Lughnasadh is the summer harvest festival, and a family favorite because of the focus on bread baking, colorful garden flowers on the altar, and weather warm enough to carry some of the festivities outdoors. Living in Wisconsin, Samhain, Imbolc, and Beltane, the other three major sabbats, tend to be indoor celebrations--unless we’re gifted with an unusually warm end-of-October or transition into May. Imbolc, in February, is guaranteed to be celebrated indoors.
In any case, today my daughters and I called a family meeting, and lobbied to come out of the broom closet to the grandparents/in-laws. My husband wasn’t any more inclined than we were to cancel Lughnasadh festivities two years in a row, so he agreed to make the call.
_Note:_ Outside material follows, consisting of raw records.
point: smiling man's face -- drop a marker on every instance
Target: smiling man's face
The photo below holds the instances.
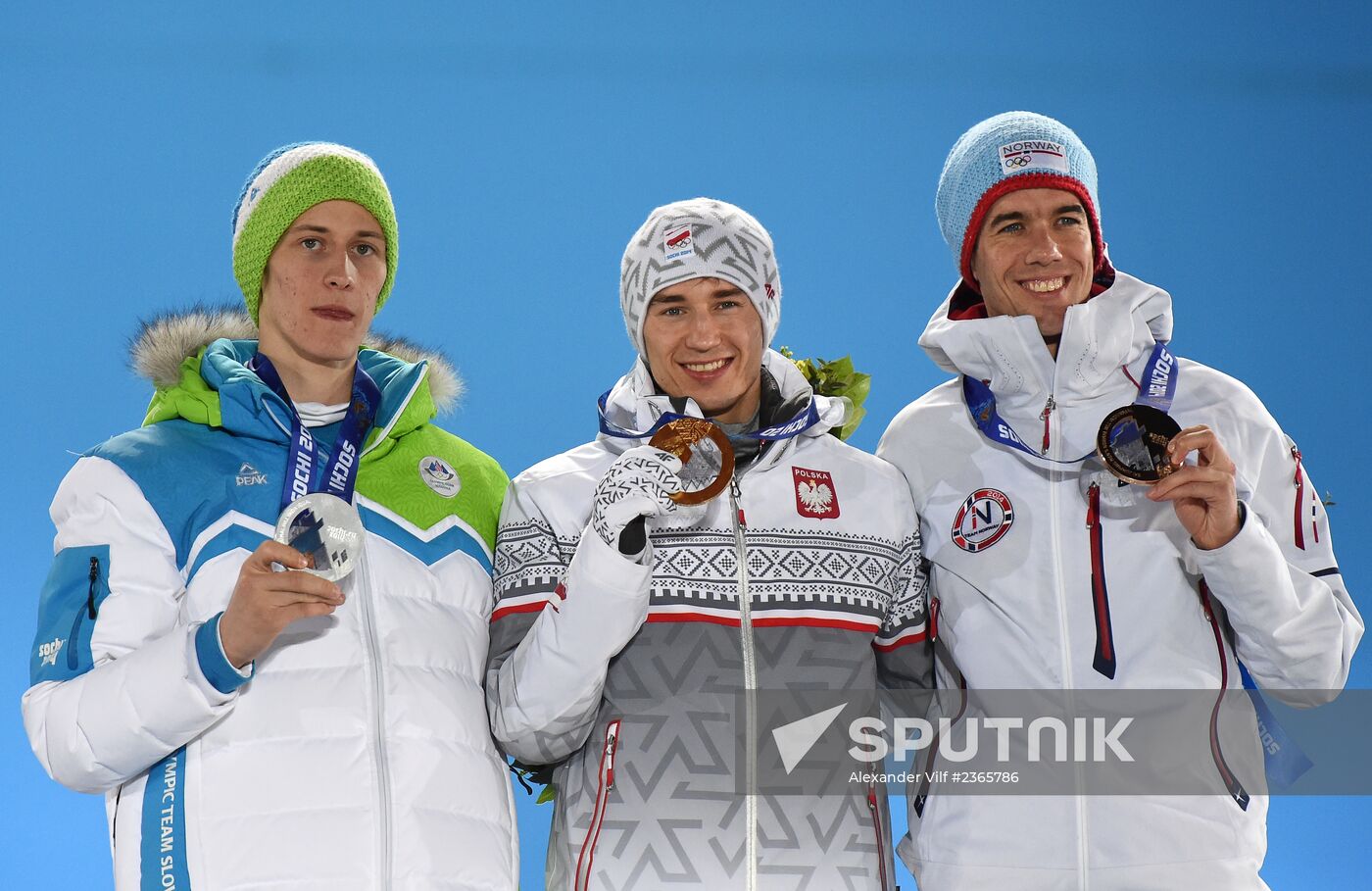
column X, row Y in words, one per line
column 319, row 287
column 1033, row 257
column 704, row 339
Secrets seem to gather weight over time, and really, it’s a call that should have been made many, many years ago. We’d toyed with the idea back in May, before their last visit, but at the time my father-in-law was having major health problems, and we didn’t want to stress them out more than necessary. With him doing well now, that no longer presented an obstacle.
So, shrugging off the burden of years of furtiveness--hiding pagan books before visits, making sure the photos of seasonal altars don’t go up on Snapfish with the other family pictures, and other secret-bearing actions that made us all feel generally “ick,” my husband shared the truth.
After a brief chat with my father-in-law about his health, my dear husband blurted out, “By the way, we’re pagan.” Growing tongue-tied when asked what that involved, he then shoved the phone at our 13-year-old daughter, who was lurking around to hear her dad’s side of the call. She calmly walked her grandparents through the basic definitions of earth-based religion, seasonal festivals, and such, and then handed the phone back to my husband.
My mother-in-law was very supportive. Wow. That means a lot. My father-in-law didn’t say much. He’s devoutly Catholic, so who knows what he’s thinking. But for us, the weight of years and years of not sharing a very basic part of who we are evaporated with one phone call. Again, wow.
After that, letting it slip that I write erotic romance will be a cakewalk! That will result in a whole realm of other objects (dry erase boards, appointment calendars, to-do lists, recent book contracts, and anything else lying around our combined office and family room that reveals my book titles and/or pen name) that don’t need to be tucked away before visits.